Call this operator with both positional and named arguments:

from {x: 1}
acme::tag name, "Alice", prefix="User: "
{x: 1, name: "User: Alice"}

Each parameter supports the following fields:

FieldRequiredDescription
nameYesParameter name, used as $name in the operator body
typeNoType constraint for the parameter value
descriptionNoDocumentation string for the parameter
defaultNoDefault value if the argument is not provided

The type field constrains what values the parameter accepts:

TypeDescription
fieldA field selector (for example, name). Cannot have defaults
stringA string literal or expression
intAn integer value
doubleA floating-point value
boolA boolean value
ipAn IP address
secretA secret string (accepts string literals)

If you omit the type field, the parameter accepts any value.

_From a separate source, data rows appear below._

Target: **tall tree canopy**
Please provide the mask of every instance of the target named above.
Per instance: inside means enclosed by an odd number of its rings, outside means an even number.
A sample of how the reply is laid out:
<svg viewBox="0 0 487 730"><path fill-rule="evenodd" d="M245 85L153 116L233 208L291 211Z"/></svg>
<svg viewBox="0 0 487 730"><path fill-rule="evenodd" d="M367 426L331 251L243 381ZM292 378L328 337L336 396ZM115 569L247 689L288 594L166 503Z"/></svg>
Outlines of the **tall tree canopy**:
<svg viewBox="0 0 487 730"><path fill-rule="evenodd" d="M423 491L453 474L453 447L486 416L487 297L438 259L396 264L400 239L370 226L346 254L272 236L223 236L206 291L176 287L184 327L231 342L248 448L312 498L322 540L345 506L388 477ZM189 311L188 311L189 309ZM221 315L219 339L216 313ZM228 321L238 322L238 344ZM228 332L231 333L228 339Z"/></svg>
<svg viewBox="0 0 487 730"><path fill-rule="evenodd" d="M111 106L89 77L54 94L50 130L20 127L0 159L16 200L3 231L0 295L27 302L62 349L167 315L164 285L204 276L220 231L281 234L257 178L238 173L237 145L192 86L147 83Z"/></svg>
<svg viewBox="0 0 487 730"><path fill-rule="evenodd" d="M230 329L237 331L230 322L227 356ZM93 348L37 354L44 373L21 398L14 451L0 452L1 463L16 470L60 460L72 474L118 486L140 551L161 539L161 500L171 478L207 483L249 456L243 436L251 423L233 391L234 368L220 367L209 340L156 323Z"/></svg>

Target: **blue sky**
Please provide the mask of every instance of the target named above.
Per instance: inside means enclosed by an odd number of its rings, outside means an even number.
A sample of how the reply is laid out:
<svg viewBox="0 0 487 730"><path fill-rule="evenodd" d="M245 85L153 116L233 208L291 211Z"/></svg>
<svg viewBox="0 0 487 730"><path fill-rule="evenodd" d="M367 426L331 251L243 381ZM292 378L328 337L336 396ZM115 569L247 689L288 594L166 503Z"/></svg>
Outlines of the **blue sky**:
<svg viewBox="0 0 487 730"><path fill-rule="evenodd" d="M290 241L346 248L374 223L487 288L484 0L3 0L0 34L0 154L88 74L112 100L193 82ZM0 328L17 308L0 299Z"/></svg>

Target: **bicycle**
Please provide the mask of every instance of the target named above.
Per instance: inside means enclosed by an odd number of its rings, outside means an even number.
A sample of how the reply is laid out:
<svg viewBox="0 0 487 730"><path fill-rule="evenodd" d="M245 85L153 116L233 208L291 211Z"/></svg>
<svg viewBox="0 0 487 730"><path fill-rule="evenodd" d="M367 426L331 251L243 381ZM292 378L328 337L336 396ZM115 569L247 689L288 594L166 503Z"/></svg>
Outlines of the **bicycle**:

Positional arguments with a default value become optional. Callers can omit them, and Tenzir substitutes the default:

operators/greet.tql
---
args:
positional:
- name: name
type: string
default: "World"
---
greeting = "Hello, " + $name + "!"

Calling the operator without arguments uses the default value:

from {}
acme::greet
{greeting: "Hello, World!"}

Passing an explicit argument overrides the default:

from {}
acme::greet "Alice"
{greeting: "Hello, Alice!"}

The field type enables dynamic field selection. The caller passes a field path, and the operator uses it to read or write data:

operators/double_value.tql
---
args:
positional:
- name: target
type: field
---
$target = $target * 2

Using the operator:

from {count: 5, score: 10}
acme::double_value count
{count: 10, score: 10}

Parameterized operators can call other operators, including passing through their own parameters:

operators/transform.tql
---
args:
positional:
- name: field
type: field
named:
- name: multiplier
type: int
default: 2
---
utils::scale $field, factor=$multiplier

Tenzir validates parameter types at compile time when possible:

  • Compile-time checking occurs when arguments are constant values
  • Runtime checking defers validation for expressions containing runtime data

If a type mismatch occurs, Tenzir reports an error with the expected type and shows usage information for the operator.